The defence case was a denial that the applicant intended to kill her or cause her grievous bodily harm. The applicant accepted using force on her and agreed that she could have incurred the head injury at his flat but he was not aware of inflicting the injuries to her head. If he did cause those injuries it was accidental or was done in self-defence. It was part of the defence case that the jury could not be sure that the injuries to her head made at least a significant contribution to her death.
The defence case was that following sexual intercourse with the deceased the applicant discovered that she was stealing his watch, which led to an argument in which she was violent towards him, hitting him in the face with a bottle. He had blacked out. When he came to a couple of hours later, he realised she was dead. He panicked and set about disposing of the body.
The first ground of appeal relates to a ruling the judge made at the start of the case, on the prosecution’s application to adduce evidence of things said and done by the applicant, of a misogynistic and misanthropic nature in the days and weeks leading up to the fatal events. The prosecution argued that the jury were entitled to know the thoughts of the applicant towards women and other people in general as informing his alleged actions. The evidence consisted of comments made to various colleagues, to his brother, to a friend and to another possible sex worker.

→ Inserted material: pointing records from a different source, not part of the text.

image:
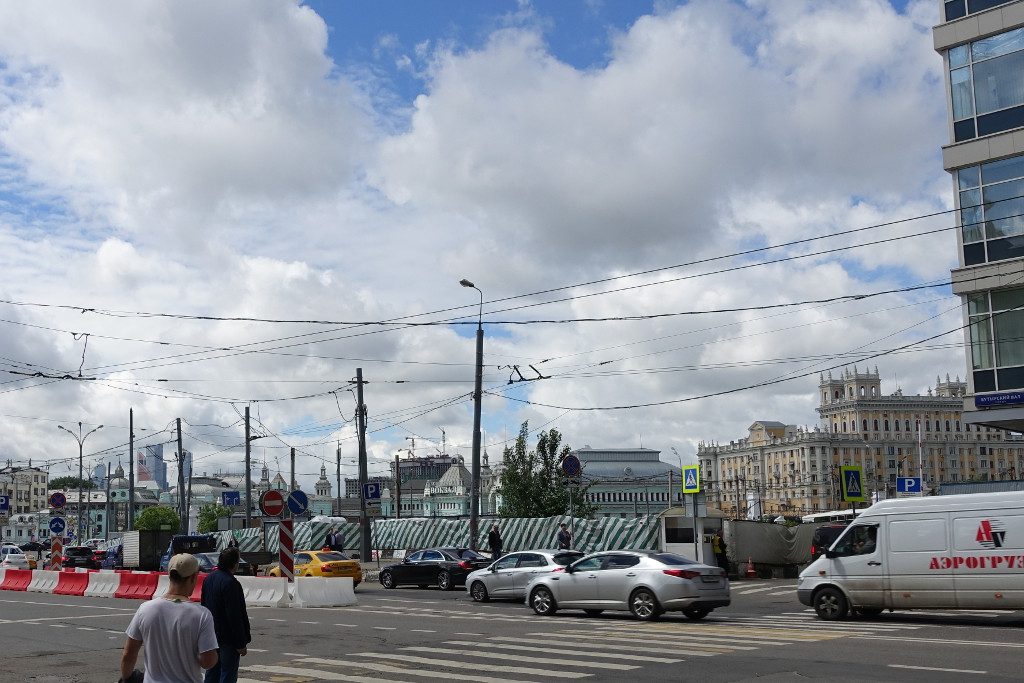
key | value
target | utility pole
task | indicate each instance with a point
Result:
(360, 427)
(131, 469)
(107, 508)
(474, 497)
(183, 523)
(249, 479)
(397, 487)
(338, 454)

The prosecution argued that this was evidence "to do with the facts of the offence" within section 98 of the Criminal Justice Act 2003. Alternatively, it was admissible as evidence of bad character under section 101(1)(d) of the Act. The defence opposed the application, arguing that the evidence was not relevant and admissible and that, even if it was, it should be excluded under section 78 of the Police and Criminal Evidence Act 1984 or under section 101(3) of the 2003 Act.

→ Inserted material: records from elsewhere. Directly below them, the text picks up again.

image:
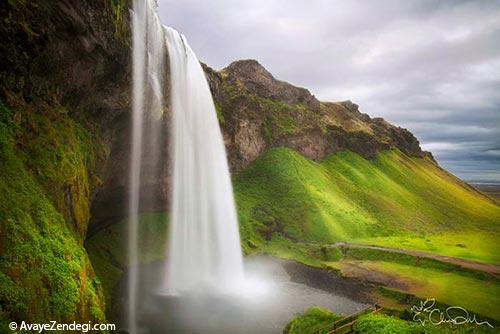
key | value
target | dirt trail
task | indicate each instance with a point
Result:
(471, 264)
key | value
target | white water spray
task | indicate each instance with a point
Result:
(147, 102)
(204, 245)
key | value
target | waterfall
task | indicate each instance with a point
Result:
(148, 53)
(204, 243)
(204, 246)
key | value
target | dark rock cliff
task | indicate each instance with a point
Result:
(64, 92)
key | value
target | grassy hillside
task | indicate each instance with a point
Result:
(283, 196)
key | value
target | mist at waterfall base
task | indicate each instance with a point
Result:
(203, 286)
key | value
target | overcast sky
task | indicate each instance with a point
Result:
(430, 66)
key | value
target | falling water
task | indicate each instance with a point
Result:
(204, 245)
(148, 66)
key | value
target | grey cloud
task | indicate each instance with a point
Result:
(430, 66)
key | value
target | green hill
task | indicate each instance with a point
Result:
(409, 201)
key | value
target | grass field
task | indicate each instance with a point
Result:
(448, 287)
(391, 200)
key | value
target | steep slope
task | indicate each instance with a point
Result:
(44, 209)
(258, 112)
(346, 197)
(63, 90)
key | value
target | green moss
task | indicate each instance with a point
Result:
(220, 115)
(60, 154)
(44, 270)
(118, 10)
(108, 249)
(313, 320)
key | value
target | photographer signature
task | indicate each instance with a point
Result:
(426, 312)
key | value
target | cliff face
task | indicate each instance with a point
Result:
(258, 112)
(64, 139)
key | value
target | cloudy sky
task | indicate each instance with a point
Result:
(430, 66)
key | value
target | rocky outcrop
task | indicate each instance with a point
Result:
(260, 112)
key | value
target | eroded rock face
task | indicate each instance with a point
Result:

The judge gave a careful written ruling. He identified the principles which applied. He considered that some of the evidence was admissible but only that which was truly relevant and close in time to the events alleged. We need not go into further detail. Suffice it to say the judge admitted some of the evidence the prosecution sought to adduce and refused to admit other parts of that evidence.

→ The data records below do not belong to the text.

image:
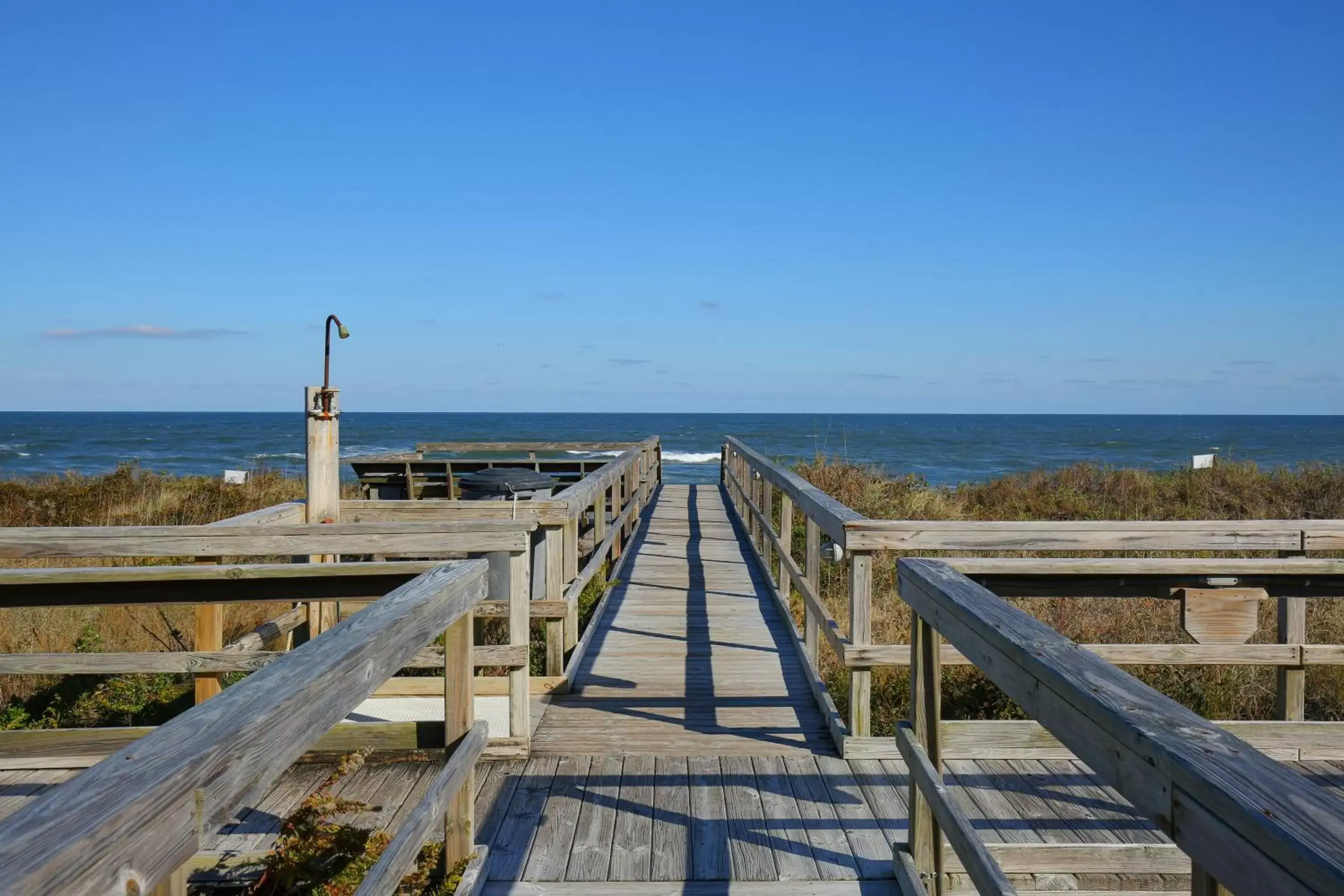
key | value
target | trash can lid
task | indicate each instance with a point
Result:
(506, 480)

We agree with the analysis of the Single Judge in refusing leave. It was relevant for the jury to know that in the days and hours leading up to the fatal incident the applicant was preoccupied with death, killing and violence. On the day of the death he had messaged one witness about "immortality", "sacrifice" and "death". It is not arguable that the probative value of the messaging was outweighed by its prejudicial effect. The limited evidence that the judge admitted was plainly relevant in assisting the jury to gain knowledge of the applicant's thinking in the days leading up to the killing. We are satisfied that this ground is not arguable.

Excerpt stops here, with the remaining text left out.